From bcfc93cc889b1f3285f0aadb4921bf0625abeb43 Mon Sep 17 00:00:00 2001
From: Will Jones <willjones127@gmail.com>
Date: Mon, 20 Jan 2025 16:14:34 -0800
Subject: [PATCH] fix(python): various fixes for async query builders (#2048)

This includes several improvements and fixes to the Python Async query
builders:

1. The API reference docs show all the methods for each builder
2. The hybrid query builder now has all the same setter methods as the
vector search one, so you can now set things like `.distance_type()` on
a hybrid query.
3. Re-rankers are now properly hooked up and tested for FTS and vector
search. Previously the re-rankers were accidentally bypassed in unit
tests, because the builders overrode `.to_arrow()`, but the unit test
called `.to_batches()` which was only defined in the base class. Now all
builders implement `.to_batches()` and leave `.to_arrow()` to the base
class.
4. The `AsyncQueryBase` and `AsyncVectoryQueryBase` setter methods now
return `Self`, which provides the appropriate subclass as the type hint
return value.

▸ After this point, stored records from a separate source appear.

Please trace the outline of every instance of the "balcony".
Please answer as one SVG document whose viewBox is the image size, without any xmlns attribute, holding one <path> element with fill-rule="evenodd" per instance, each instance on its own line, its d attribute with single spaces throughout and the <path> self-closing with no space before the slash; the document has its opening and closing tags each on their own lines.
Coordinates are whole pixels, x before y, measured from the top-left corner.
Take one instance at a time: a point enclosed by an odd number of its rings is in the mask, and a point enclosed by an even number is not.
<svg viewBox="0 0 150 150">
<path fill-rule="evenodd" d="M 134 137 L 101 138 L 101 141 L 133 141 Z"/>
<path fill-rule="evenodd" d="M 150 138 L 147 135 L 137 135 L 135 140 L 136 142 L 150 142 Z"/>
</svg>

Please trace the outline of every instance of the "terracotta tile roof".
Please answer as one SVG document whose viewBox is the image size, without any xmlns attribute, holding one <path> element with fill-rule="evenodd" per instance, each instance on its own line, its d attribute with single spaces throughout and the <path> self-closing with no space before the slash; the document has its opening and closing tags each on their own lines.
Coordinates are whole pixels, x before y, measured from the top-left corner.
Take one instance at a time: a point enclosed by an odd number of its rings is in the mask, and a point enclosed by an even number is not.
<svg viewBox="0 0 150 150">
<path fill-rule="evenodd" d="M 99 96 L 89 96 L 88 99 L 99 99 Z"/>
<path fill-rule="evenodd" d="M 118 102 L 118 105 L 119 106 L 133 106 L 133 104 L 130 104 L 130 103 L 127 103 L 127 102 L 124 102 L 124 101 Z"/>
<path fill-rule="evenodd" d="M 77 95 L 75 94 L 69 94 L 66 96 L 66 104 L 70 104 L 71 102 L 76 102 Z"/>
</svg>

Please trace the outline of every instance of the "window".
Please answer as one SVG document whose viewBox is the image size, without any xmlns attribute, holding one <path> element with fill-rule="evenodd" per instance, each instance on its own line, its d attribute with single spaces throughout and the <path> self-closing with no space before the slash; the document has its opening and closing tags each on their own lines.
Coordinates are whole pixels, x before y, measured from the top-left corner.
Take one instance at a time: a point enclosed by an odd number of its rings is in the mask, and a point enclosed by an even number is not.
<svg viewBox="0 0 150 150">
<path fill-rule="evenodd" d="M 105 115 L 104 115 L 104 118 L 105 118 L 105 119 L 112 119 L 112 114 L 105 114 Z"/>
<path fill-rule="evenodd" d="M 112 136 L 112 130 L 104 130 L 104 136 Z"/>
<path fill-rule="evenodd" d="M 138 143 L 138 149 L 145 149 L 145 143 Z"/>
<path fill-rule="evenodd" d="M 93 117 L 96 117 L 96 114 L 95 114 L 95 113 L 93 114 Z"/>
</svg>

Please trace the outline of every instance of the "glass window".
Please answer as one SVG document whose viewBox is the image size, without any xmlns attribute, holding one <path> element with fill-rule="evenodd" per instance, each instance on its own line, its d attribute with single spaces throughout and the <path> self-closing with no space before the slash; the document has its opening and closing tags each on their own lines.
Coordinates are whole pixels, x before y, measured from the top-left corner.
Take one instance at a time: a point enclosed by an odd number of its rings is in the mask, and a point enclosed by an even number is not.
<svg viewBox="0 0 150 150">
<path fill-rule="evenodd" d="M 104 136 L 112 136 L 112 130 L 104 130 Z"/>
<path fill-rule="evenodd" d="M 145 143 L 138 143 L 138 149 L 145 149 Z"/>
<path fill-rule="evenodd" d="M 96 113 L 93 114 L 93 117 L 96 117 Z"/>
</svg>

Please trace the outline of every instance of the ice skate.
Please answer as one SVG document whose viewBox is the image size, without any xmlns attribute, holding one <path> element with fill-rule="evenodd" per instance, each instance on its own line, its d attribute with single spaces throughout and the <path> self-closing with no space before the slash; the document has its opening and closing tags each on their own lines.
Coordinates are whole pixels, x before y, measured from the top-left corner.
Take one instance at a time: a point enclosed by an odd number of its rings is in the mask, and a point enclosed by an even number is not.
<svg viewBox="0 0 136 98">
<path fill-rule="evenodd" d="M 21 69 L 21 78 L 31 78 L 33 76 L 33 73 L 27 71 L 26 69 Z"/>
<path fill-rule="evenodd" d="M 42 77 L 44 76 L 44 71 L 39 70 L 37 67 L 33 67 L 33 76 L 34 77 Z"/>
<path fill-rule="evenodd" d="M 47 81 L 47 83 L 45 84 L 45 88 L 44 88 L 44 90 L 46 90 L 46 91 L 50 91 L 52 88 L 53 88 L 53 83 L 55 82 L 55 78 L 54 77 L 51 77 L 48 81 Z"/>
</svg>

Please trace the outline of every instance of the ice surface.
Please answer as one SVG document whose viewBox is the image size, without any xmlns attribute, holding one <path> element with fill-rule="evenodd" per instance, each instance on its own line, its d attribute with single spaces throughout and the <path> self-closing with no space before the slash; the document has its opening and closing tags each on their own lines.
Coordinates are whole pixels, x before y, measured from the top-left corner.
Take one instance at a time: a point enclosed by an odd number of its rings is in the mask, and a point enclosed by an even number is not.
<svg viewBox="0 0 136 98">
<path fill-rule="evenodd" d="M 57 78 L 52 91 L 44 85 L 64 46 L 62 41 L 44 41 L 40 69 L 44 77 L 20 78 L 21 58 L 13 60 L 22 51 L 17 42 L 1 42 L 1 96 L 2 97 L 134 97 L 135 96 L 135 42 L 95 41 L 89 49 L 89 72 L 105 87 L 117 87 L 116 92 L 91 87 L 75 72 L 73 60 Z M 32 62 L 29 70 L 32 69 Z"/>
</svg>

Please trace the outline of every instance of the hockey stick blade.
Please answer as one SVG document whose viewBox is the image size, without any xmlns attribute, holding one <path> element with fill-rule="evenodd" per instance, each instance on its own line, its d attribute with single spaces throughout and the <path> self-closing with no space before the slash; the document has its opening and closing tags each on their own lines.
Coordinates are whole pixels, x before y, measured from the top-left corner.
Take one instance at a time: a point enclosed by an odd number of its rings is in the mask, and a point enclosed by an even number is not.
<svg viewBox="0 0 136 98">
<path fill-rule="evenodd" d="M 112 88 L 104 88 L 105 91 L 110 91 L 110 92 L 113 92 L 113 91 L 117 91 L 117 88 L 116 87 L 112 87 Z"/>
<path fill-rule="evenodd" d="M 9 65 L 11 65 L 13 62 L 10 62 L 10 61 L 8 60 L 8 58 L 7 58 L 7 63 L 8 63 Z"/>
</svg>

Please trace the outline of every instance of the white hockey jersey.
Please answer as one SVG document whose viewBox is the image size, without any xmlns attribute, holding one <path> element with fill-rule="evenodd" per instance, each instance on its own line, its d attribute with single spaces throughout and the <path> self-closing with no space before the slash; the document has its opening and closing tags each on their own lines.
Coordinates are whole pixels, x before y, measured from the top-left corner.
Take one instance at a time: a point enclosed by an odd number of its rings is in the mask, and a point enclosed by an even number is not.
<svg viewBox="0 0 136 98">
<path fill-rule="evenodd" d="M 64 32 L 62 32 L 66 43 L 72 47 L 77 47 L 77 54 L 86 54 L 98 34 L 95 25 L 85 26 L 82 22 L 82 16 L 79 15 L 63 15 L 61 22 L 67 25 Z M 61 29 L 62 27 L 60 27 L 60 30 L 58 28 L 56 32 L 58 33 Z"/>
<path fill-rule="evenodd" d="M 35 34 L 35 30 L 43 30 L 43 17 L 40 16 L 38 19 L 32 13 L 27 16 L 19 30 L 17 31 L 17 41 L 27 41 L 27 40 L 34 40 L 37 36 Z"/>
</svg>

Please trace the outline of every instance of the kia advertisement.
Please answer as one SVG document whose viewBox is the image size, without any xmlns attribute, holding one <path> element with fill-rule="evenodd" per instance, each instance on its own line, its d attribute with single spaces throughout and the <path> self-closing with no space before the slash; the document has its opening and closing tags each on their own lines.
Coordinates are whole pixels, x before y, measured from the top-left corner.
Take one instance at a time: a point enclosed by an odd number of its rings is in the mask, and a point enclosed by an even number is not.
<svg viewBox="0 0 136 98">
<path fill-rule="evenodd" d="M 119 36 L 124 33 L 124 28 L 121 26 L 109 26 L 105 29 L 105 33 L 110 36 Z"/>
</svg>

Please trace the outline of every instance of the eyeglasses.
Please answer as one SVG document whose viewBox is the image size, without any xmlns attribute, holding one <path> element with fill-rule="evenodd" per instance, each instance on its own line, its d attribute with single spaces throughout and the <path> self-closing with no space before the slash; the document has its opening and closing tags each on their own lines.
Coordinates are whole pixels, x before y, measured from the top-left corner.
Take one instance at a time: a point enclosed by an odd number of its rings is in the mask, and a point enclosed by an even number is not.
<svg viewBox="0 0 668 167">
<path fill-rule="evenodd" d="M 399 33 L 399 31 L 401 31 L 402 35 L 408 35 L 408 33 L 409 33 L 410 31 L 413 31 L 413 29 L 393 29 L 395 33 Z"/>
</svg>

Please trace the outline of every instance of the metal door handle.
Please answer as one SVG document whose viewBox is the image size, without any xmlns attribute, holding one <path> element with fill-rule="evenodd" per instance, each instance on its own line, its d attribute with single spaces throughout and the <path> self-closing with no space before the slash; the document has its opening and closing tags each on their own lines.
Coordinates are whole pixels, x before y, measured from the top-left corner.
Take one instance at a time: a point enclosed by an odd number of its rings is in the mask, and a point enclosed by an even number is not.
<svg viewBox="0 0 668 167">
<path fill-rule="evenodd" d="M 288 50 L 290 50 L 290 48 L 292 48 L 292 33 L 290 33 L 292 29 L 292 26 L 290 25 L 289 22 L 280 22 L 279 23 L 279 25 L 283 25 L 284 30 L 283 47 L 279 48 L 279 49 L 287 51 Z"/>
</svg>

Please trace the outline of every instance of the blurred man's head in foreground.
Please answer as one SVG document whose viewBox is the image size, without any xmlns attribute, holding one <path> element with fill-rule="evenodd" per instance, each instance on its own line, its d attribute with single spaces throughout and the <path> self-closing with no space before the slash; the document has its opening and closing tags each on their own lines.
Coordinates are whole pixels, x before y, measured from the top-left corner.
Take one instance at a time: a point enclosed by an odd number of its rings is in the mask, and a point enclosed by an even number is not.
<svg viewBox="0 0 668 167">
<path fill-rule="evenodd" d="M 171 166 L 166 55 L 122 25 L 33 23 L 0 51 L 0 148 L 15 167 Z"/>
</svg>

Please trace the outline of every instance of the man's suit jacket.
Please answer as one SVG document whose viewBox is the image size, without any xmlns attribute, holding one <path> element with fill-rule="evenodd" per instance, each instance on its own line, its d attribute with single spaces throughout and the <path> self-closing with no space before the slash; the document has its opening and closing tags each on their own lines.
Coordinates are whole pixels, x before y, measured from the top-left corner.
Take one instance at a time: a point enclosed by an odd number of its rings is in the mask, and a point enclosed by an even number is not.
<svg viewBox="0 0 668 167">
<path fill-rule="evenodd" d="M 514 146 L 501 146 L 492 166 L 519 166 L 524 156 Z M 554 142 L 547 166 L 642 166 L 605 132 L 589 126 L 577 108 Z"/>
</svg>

Previously, `AsyncQueryBase` had them all hard-coded to
`AsyncQuery`, which was unfortunate. (This required bringing in
`typing-extensions` for older Python version, but I think it's worth
it.)
---
 docs/src/python/python.md                |  13 ++-
 python/pyproject.toml                    |   2 +-
 python/python/lancedb/_lancedb.pyi       |   8 +-
 python/python/lancedb/arrow.py           |  47 +++++++---
 python/python/lancedb/query.py           | 111 ++++++++++++++---------
 python/python/tests/test_hybrid_query.py |   1 +
 python/python/tests/test_query.py        |  14 ++-
 python/src/arrow.rs                      |  26 ++++--
 python/src/lib.rs                        |   4 +-
 9 files changed, 153 insertions(+), 73 deletions(-)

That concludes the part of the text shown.